2.4.2 Bleeding requiring transfusion occurred in 1% (3/225) of patients in the endopyelotomy group and 1% (2/211) of patients in the pyeloplasty group in the non-randomised controlled trial of 436 patients (significance not stated). Haemorrhage requiring electrocoagulation occurred in 1% (4/320) and haemorrhage requiring transfusion in 1% (2/212) of patients (1 patient required further intervention [not otherwise stated]) in case series of 320 and 212 patients, respectively.
2.4.3 Ureteral avulsion requiring an open procedure was reported in 1 of 212 patients in a case series.

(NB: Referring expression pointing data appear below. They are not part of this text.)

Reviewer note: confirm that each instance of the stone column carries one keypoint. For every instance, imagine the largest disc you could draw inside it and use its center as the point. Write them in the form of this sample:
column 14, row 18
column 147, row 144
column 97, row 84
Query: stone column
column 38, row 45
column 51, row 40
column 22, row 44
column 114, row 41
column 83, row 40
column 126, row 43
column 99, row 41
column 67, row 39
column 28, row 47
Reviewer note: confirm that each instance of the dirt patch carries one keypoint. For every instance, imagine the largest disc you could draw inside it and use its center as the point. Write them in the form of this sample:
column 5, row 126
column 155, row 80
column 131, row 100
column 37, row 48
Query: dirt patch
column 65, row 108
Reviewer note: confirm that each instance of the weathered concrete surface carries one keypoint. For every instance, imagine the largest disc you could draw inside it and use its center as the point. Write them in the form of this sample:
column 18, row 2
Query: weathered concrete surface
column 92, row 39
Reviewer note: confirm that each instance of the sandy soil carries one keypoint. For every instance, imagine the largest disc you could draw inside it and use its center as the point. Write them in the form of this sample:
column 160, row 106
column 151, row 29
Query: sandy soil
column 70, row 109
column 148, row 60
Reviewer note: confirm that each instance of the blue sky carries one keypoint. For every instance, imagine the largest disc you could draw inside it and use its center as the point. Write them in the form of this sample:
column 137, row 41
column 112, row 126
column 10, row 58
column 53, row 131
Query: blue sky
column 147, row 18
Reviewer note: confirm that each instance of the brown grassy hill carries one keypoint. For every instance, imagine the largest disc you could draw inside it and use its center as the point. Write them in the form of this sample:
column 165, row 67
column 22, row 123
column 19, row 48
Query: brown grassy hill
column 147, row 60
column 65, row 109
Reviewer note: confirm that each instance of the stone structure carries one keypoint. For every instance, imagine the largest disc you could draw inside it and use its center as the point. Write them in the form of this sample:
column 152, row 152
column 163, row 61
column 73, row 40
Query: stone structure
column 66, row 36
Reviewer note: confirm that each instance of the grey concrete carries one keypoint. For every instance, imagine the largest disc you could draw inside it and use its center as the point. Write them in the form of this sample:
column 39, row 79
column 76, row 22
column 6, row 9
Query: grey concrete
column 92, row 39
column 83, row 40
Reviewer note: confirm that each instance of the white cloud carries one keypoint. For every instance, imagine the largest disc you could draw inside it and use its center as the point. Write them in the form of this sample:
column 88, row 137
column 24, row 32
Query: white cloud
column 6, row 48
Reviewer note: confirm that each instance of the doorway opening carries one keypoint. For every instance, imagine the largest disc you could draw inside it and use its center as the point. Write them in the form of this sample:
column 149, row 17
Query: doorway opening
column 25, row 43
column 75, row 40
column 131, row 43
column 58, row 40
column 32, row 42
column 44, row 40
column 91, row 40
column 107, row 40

2.4.4 One case report described a patient who developed renal atrophy, renal hypertension, perinephric fibrosis and calcification, vena caval stenosis and renal vein obstruction after endopyelotomy: the patient needed a nephrectomy 8 years later. The primary event was thought to have been development of a subcapsular haematoma after endopyelotomy. A second case report described ureteral intussusception following endopyelotomy at 3-month follow-up, treated by pyeloplasty reconstruction (not otherwise described).
2.4.5 Reoperation (repeat endopyelotomy, open pyeloplasty or nephrectomy) was required in 10% (33/320) of patients in the case series of 320 patients. In the case series of 212 patients, repeat endopyelotomy was required in less than 1% (1/212), secondary intervention by pyeloplasty in 8% (18/212), ureterocalicostomy in 2% (4/212), and ileal interposition in 1 patient.
2.4.6 The Specialist Advisers listed adverse events as haemorrhage, stent-related problems and aorto-ureteral fistula. They considered theoretical adverse events to include failure/obstruction recurrence, infection, perforation and fibrosis.